Although these figures cause concern, CBRE executives have noticed a revival in tenant demand, specifically in Oakland which has recorded the most new organic demand since 2020. CBRE Senior Vice President Scott Greenwood told Mercury News, "Tenant demand went up again this quarter, which was the most new organic demand in Oakland since 2020, as office mandates were put in place by companies."

Despite the current over-supply of vacant offices, demand for office properties continues to steadily rise, albeit at a pace slower than to offset the existing vacancies.

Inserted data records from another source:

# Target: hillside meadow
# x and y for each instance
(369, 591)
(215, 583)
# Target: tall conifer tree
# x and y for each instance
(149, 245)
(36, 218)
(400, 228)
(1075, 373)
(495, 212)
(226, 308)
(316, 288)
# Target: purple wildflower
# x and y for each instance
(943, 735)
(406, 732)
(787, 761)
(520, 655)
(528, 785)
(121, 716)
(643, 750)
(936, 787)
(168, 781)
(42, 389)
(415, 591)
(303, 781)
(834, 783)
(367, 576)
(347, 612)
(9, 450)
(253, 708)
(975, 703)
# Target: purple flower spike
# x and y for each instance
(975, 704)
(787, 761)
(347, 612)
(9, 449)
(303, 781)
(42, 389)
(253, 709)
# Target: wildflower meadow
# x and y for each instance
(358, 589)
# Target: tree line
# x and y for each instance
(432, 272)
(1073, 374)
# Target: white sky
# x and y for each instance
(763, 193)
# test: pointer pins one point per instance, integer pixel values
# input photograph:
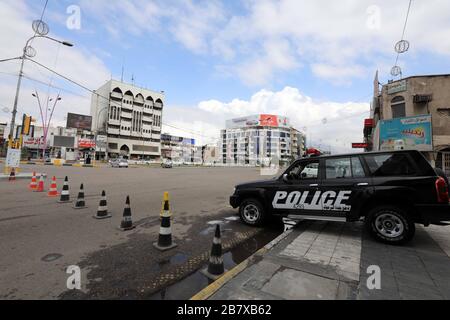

Companies that allowed leases to expire due to layoffs or changes in remote work policies appear to have already done so. The steady rise in demand suggests that vacancy numbers could peak mid-2024, Colin Yasukochi, executive director of CBRE’s Tech Insights Center, commented to SFGate.

AI companies are driving nearly half of the recent upswing in demand, often favoring sublease spaces, which generally require fewer tenant improvements. Average asking rents for offices in San Francisco saw a drop to $71.83 per square foot from $73.59 from the previous quarter, a 19% decline. This is a view, however, in contrast to the 70% drop witnessed after the dot-com bust and the 30% slump following the Great Recession, Yasukochi revealed in the SFGate article.

The Bay Area's downtown office markets, though still on the path to recovery, show positive signs. Greenwood voiced optimism for the future to the Mercury News, "The Oakland office market still has a long road ahead to recovery, with several more quarters of negative absorption as tenants right-size. But we're starting to see signs of activity into 2024." It remains to be seen whether the office sectors in San Jose, Oakland, and San Francisco will successfully turn the tide in the upcoming months and years.